O destino do voo era Minneapolis, no estado de Minnesota. No entanto, o piloto decidiu fazer uma rota alternativa, passando por Nova York. O tempo estava ruim, com muita neblina, mas o piloto acreditava ser capaz de navegar pelo campo visualizado.

Infelizmente, ele acabou perdendo a referência e, sem perceber, voou baixo demais, acabando por colidir com a torre norte do Empire State Building, deixando um enorme buraco na fachada.

Na época, estima-se que havia cerca de 14 mil pessoas trabalhando no edifício. O acidente causou 14 mortes, incluindo as três pessoas a bordo do avião. Além disso, 26 outras pessoas ficaram feridas.

Esse foi o primeiro acidente grave envolvendo um avião e um arranha-céu na história. A partir daquele momento, foram criadas novas leis e regulamentações para prevenir novos acidentes. Em particular, foram estabelecidas normas para limitar a altura máxima permitida para a navegação de aviões na área urbana de Nova York.

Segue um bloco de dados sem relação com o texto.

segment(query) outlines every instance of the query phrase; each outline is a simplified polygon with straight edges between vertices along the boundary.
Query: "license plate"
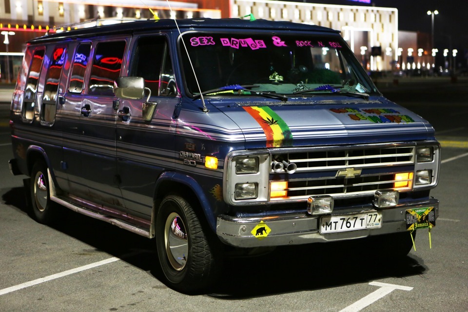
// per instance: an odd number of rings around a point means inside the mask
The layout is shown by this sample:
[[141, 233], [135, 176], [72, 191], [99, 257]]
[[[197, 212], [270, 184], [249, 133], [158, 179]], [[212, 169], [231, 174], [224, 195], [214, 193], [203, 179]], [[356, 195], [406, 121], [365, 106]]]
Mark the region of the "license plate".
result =
[[406, 211], [406, 229], [413, 231], [435, 226], [434, 207], [408, 209]]
[[376, 229], [382, 226], [382, 213], [324, 216], [320, 219], [320, 234]]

Hoje em dia, o Empire State Building é um dos principais pontos turísticos da cidade de Nova York. Apesar de ter sido palco de um acidente tão trágico, o edifício continua a ser um símbolo da grandeza e da força dos Estados Unidos.

Em suma, o acidente do B-25 no Empire State Building deixou uma marca profunda na história da aviação e é uma lição sobre os riscos e a responsabilidade envolvidos na pilotagem de qualquer aeronave.